Congratulations to JILA Fellow and Physics Professor Margaret Murnane for winning the Frederick Ives Medal/Quinn Prize, the highest award of The Optical Society. The Award was announced on February 16, 2017.
According to their site, Murnane earned the award, “For pioneering and sustained contributions to ultrafast science ranging from femtosecond lasers to soft x-ray high-harmonic generation to attosecond studies of atoms, molecules and surfaces”. She is the first woman to receive this Medal in its nearly 90-year history.
The Frederick Ives Medal/Quinn Prize is the latest in a string of awards that Professor Murnane has earned, including the prestigious RDS Irish Times Boyle Medal, and a John D. and Catherine T. MacArthur Foundation fellowship, or “genius grant”.
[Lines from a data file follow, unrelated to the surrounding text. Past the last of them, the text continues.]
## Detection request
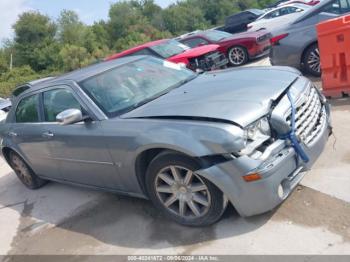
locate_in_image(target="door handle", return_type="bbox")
[8,131,18,137]
[42,131,54,138]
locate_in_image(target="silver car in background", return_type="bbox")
[269,0,350,76]
[248,3,310,31]
[0,56,331,226]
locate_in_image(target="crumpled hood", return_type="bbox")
[122,66,301,127]
[169,44,219,61]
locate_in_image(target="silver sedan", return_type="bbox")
[0,56,331,226]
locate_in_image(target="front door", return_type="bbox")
[40,87,121,189]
“No one wins these awards alone in a vacuum,” Professor Murnane said. “I am so fortunate to be co-leading a team in AMO science and applications - with my husband Henry Kapteyn and a super-talented, amazing group of Graduate students and postdocs; all of whom are winning awards and trailblazing in their own careers.”
According to the OSA site, the Frederick Ives Medal/Quinn Prize, “was endowed in 1928 by Herbert E. Ives, a distinguished charter member and OSA President, 1924 and 1925, to honor his father who was noted as the inventor of modern photoengraving and for his pioneering contributions to color photography, three-color process printing, and other branches of applied optics.”
As part of the award process, Murnane will present a plenary address at OSA's Annual Meeting in September, 2017.